Now may be just the point where real money is being made, too. As Silicon Alley Insider’s Paul Smalera wrote recently, Lolplaying, a social media gaming startup whose 140 Mafia game lets Twitter users turn their followers into La Casa Nostra, is starting to make money.
The game uses Super Rewards, a company that manages virtual currency for social media-based gaming platforms. Players can turn on Twitter-based advertising to play the game -- but they can also pay $10 or more for a whole lot of Respect (Points) up front.
Super Rewards founder, Jason Bailey, says some players have spent thousands of dollars on the virtual currency, according to the Associated Press.
Mobile payments may make the whole scenario easier for smaller companies, especially those in the mobile and social media arenas.
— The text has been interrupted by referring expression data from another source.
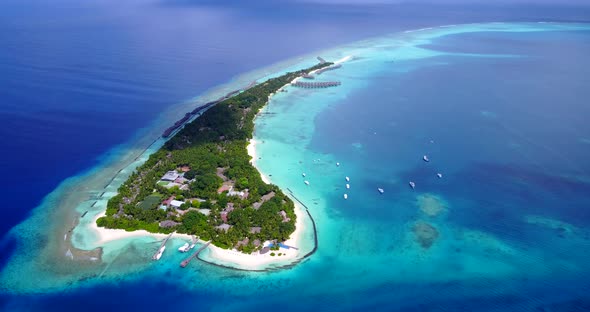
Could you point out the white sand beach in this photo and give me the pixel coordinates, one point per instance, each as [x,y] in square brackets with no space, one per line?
[108,235]
[234,257]
[256,260]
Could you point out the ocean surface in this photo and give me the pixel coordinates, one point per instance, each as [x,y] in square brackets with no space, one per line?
[500,110]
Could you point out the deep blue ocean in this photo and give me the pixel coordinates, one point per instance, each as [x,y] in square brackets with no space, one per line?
[78,79]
Either way, though, for a startup, riding the coattails of a larger company has huge value. In the gaming area, it’s even more important because of the ability to tap into a large, already-established audience.
One example is Mark Pincus's social gaming startup Zynga, which makes multiplayer games like the popular Texas Hold'em for social networks Facebook and MySpace.
BusinessWeek recently reported the startup has annual sales of “about $100 million.” Most of that loot comes from "the 2% to 10% of users who pay $1 an hour to play premium games or buy virtual goods."